ACCÈS AUX SOINS Si l’IVG médicamenteuse peut être pratiquée par de nombreux soignants et structures, l’IVG par aspiration est réservée aux médecins…

20 Minutes avec agences
Brochure d'information sur l'interruption volontaire de grossesse (IVG).
Brochure d'information sur l'interruption volontaire de grossesse (IVG). — DURAND FLORENCE

Les sages-femmes veulent pouvoir pratiquer des interruptions volontaires de grossesse. Une tribune publiée ce dimanche dans Le Parisien demande l’autorisation pour ces soignantes de pratiquer des IVG par aspiration.

L’Association nationale des sages-femmes orthogénistes (ANSFO) et le Réseau de santé sexuelle publique (RSSP), les deux signataires de ce texte, expliquent que cet élargissement des compétences permettrait de réduire « les inégalités d’accès aux soins ». Les sages-femmes peuvent déjà pratiquer des IVG médicamenteuses depuis 2016.

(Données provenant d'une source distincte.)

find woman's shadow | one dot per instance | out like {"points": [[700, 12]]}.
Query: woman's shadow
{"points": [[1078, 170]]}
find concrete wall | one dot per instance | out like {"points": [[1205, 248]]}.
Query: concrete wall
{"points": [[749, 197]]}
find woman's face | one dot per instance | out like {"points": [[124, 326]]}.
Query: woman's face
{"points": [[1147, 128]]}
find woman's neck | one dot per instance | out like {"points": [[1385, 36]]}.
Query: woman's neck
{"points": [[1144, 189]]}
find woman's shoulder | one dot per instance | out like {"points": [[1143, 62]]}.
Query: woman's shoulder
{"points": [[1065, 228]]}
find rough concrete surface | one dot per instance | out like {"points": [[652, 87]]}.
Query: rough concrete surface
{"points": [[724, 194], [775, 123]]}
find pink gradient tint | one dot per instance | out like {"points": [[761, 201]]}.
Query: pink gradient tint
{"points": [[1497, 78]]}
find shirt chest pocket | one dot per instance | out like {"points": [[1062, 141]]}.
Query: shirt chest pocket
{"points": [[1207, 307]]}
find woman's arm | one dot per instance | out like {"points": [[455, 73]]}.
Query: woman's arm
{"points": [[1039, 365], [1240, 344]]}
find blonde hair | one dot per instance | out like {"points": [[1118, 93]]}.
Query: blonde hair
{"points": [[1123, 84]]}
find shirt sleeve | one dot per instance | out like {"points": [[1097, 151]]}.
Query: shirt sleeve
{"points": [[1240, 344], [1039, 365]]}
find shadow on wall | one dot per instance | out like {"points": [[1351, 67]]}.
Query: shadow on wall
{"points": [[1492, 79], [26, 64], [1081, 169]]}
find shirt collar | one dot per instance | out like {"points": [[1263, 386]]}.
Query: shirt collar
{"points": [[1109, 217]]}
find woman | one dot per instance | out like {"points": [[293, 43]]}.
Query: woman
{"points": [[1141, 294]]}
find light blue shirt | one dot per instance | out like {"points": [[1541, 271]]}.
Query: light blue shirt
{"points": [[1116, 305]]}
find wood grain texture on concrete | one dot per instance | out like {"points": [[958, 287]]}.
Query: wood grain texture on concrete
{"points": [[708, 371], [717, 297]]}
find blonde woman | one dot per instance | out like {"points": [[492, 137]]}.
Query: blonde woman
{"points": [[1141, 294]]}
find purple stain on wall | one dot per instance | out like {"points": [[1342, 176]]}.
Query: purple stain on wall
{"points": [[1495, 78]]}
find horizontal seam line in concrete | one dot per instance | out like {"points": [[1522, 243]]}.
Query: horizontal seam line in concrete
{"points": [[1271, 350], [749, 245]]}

Élargir le choix et réduire les coûts

L’IVG par aspiration reste réservée aux seuls médecins. Mais « le Code de la santé publique garantit la liberté pour les femmes de choisir », rappelle la tribune. Entre la fermeture de centres IVG et la pénurie de soignants, il est « indispensable que la France compte suffisamment de praticien·ne·s » à pratiquer des IVG instrumentales pour que l’accès égal aux soins soit « effectif ».

De plus, accorder cette compétence aux sages-femmes permettrait aussi d’élargir « la liberté de choix » des femmes et de réduire « les coûts engagés par la collectivité », soutiennent les signataires, soutenus par plusieurs syndicats et associations. L’an dernier, 216.700 IVG ont été réalisées en France. Globalement, deux sur trois sont médicamenteuses.